He shut up. He kissed me. From below — his hands in my hair, his mouth hot and thorough and carrying the specific expertise of a man who had been kissing me daily for twelve months and had refined the practice to an art form. His tongue found mine and the taste of him — beer, peppermint, Beau — was so familiar and so wanted that I moaned into his mouth without shame.

Cade knelt behind me.

I felt him before I saw him — the heat of his chest against my back, the weight of his hands on my shoulders. He swept my hair aside. Pressed his mouth to the nape of my neck — the spot he’d claimed in month one and revisited every night since, the place where he left invisible marks that I carried like jewelry.

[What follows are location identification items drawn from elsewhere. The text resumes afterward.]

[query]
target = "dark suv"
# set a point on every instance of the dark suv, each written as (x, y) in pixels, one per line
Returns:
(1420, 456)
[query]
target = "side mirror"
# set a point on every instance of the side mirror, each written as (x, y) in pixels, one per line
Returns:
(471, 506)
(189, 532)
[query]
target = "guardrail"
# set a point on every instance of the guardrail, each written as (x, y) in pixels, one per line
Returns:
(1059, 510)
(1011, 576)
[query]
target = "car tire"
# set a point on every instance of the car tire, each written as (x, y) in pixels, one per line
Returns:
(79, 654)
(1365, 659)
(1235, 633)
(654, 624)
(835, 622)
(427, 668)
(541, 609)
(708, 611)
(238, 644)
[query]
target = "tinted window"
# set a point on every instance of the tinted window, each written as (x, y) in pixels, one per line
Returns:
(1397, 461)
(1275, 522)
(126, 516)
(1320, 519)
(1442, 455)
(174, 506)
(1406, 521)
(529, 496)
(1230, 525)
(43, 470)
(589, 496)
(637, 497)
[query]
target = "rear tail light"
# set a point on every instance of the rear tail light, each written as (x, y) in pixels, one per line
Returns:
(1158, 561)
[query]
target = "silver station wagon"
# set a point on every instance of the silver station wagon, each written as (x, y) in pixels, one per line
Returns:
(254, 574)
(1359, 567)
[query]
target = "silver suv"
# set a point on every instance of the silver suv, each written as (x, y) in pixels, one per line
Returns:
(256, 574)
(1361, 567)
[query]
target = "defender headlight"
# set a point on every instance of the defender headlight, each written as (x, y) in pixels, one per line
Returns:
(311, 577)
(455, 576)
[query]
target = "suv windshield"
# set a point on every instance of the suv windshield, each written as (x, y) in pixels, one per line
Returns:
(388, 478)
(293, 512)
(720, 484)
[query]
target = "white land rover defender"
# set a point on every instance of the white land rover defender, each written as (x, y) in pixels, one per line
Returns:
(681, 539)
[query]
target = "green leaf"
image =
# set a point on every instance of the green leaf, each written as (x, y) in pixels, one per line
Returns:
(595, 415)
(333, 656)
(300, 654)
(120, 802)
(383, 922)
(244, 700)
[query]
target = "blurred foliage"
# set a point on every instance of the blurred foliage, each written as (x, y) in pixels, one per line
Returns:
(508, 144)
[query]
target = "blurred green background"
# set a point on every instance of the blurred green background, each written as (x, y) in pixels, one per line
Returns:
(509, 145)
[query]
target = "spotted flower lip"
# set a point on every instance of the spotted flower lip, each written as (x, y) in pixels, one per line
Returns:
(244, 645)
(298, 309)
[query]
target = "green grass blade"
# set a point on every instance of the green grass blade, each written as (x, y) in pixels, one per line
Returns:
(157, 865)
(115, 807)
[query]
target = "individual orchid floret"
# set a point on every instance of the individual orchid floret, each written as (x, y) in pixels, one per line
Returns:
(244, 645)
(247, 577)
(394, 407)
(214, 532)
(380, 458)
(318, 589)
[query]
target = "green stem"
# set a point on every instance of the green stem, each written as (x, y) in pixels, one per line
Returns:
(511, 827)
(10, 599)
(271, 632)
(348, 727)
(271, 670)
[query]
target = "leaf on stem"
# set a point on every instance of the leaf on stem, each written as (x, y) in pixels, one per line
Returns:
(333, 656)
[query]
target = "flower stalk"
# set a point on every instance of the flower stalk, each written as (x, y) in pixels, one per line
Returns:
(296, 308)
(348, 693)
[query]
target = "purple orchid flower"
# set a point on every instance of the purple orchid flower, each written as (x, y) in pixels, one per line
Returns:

“Both of you,” I said. Not a request. A statement of need. The specific, unapologetic hunger of a woman who’d been told she was too much and had found two men who considered her exactly the right amount. “I want both of you. Right now. On this rug. Like the first time.”

Cade’s grip tightened on my shoulders. Beau’s hands tightened on my hips. The dual response — the simultaneous, full-body yes communicated through pressure and heat — was the physics of our particular triangle. Action and reaction. Current flowing through all three points.

What followed was not the first time. It was better.

The first time had been desperate — wall-breaking, world-ending, the collision of three people who’d been holding back and couldn’t hold back anymore. This was something else. This was the sex of people who knew each other. Who’d spent twelve months learning the precise combination of touch and pressure and timing that turned three bodies into a single, interconnected system where every input produced an output and every output fed back into the circuit.

Beau’s mouth between my thighs while Cade held me from behind — his arms around my chest, his lips on my shoulder, whispering the things he’d learned to say in the dark and was now learning to say in the daylight. Good girl. That’s it. Let him have you. The command voice that had once been reserved for livestock and was now deployed with devastating effectiveness on the two people who loved him.

I came the first time on Beau’s tongue with Cade’s voice in my ear, and the orgasm was the familiar, full-body cascade that a year of practice had taught both of them to produce with ruthless efficiency.

Then the configuration shifted. The rotation — the organic, unspoken choreography we’d developed over twelve months. Beau sat up. Cade moved forward. I turned.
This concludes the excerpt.